Indra is the chief of the Good (deities) that reside in Indralok (abode of Indra).There are many different stories available in the ancient literature about the origin of Indra. In the Atharvaveda, Indra’s father’s name is said to be Som. In the “Shatpath Brahmin”, Indra is said to be a child of Prajapati and according to Puranas, he is said to be the son of Kashyap and Aditi.
Indra is said to be the protector of ancient Aryan Civilization. With this view only, in the Rigveda, at many places, Indra is prayed to destroy the city of Non- Aryans. He is believed to be the symbol of sky and clouds and also worshipped as the deity of rain. Indra is an important god in many Hindu mythological tales. He leads the Devas (the gods who form and maintain Heaven) and the elements, such as Agni (Fire), Varun(Water) and Surya (Sun), and constantly wages war against the demonic Evil of the netherworlds, or Paatal, who oppose morality and dharma. He thus fights in the timeless battle between good and evil. As the god of war, he is also regarded as one of the Guardians of the directions, representing the east Indra killed many demons in many wars of which the story of Vritasur is the most famous. The mention of this story is found in the Rigveda also. According to this story, the Saints and Sages were frightened with the atrocities of a demon named Vritasur. To kill this very strong demon, Indra attained Sage Dadhichi’s bones as donation and with these bones made a powerful weapon ‘Vajra’ with which he killed Vritasur.
The weakness of Indra’s character is also found at few instances. Indra duped Ahalya, the wife of Gautam Maharishi, into letting him have sex with her. He was punished by Gautam with a curse that one thousand vaginas would cover his body in a grotesque (absurd) and vulgar display, and that his reign as king of the gods would meet with disaster and catastrophe. Gautam later commuted the curse, upon the pleading of Brahma, to one thousand eyes instead. In the Dwapar Age, Indra became egoistic and thought him to be the protector of Krishna’s town Gokul. Lord Krishna picked up the Govardhan Mountain and protected Gokul from Indra’s anger and broke his ego. Later, Indra worshipped Lord Vishnu’s incarnation Krishna. There is also a mention that in Treta age, during the war between Ram and Raavan, Indra supported Ram by giving him his chariot. Indra’s name is the inevitable part of the ancient Indian Civilization.

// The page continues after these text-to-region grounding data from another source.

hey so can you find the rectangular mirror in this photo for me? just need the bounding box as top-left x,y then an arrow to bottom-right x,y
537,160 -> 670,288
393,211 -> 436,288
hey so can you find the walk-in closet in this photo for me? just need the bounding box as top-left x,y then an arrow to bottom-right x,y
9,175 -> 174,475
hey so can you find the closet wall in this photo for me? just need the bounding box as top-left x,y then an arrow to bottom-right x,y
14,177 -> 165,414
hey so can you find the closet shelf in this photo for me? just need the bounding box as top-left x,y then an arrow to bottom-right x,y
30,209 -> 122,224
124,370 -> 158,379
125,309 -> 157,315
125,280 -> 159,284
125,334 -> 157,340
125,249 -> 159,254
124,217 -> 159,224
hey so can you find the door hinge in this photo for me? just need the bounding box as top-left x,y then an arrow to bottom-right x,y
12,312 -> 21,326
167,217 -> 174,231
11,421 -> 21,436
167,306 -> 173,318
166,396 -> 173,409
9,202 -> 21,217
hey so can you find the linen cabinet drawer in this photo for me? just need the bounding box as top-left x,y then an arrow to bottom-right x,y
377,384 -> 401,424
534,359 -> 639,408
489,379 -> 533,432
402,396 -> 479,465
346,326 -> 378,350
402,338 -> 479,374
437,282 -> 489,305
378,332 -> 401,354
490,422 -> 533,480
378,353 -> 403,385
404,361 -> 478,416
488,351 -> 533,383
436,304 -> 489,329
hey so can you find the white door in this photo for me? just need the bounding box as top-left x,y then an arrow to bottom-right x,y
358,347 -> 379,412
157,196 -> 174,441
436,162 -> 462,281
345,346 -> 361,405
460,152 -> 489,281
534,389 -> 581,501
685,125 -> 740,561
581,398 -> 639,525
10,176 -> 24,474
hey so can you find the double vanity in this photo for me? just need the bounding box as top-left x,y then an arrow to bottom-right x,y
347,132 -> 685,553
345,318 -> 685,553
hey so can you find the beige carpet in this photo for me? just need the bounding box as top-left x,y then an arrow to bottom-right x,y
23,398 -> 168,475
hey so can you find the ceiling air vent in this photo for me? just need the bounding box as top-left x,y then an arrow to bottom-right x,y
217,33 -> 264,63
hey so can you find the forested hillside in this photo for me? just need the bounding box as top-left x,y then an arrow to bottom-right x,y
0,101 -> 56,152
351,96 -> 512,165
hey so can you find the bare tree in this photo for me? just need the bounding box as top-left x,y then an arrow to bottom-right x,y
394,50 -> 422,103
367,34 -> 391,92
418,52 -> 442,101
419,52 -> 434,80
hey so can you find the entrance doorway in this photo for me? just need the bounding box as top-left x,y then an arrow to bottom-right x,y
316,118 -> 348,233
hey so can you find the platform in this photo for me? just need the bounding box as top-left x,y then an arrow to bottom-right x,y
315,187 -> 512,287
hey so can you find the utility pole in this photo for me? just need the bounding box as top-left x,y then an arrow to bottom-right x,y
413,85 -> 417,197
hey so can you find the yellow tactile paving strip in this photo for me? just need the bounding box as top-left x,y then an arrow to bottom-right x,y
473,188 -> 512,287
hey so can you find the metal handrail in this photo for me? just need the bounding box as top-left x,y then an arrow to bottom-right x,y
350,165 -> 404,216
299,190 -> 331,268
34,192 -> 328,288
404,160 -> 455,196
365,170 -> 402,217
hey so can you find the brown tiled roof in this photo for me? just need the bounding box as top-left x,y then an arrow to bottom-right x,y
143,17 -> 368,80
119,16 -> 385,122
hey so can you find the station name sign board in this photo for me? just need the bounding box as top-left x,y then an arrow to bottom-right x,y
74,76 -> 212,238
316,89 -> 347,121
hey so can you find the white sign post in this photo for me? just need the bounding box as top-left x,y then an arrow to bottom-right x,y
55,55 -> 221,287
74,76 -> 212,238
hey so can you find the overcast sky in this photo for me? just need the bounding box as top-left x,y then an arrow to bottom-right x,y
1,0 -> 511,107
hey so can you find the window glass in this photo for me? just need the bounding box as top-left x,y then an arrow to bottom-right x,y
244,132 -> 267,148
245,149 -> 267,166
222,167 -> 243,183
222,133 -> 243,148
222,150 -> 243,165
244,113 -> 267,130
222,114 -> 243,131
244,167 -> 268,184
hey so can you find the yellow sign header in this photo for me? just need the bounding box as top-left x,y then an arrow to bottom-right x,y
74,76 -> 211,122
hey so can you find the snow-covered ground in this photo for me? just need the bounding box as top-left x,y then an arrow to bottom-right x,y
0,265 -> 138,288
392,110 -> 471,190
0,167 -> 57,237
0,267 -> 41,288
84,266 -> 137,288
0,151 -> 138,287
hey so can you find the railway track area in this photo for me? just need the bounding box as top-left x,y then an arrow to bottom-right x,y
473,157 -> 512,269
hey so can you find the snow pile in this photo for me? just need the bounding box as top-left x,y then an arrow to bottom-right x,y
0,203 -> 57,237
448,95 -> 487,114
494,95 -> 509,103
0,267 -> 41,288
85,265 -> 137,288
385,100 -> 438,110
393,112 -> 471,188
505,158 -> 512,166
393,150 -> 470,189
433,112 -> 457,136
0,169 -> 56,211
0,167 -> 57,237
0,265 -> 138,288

Indra is more of a demi-god like and “King of the angels” in heaven. He is not above human-like errors and vices. Even when a soul attains a high spiritual level of a demi-god, the ego remains and it is very few souls who are able to overcome it. Indra and his Kingdom and subjects are constantly under threat from the Evil or Demons who want to usurp (take away wrongfully) his kingdom in heaven. Each time when the Good are not able to protect themselves they go to the higher forces for protection. Indra is an integral part of many a story in Hindu mythology.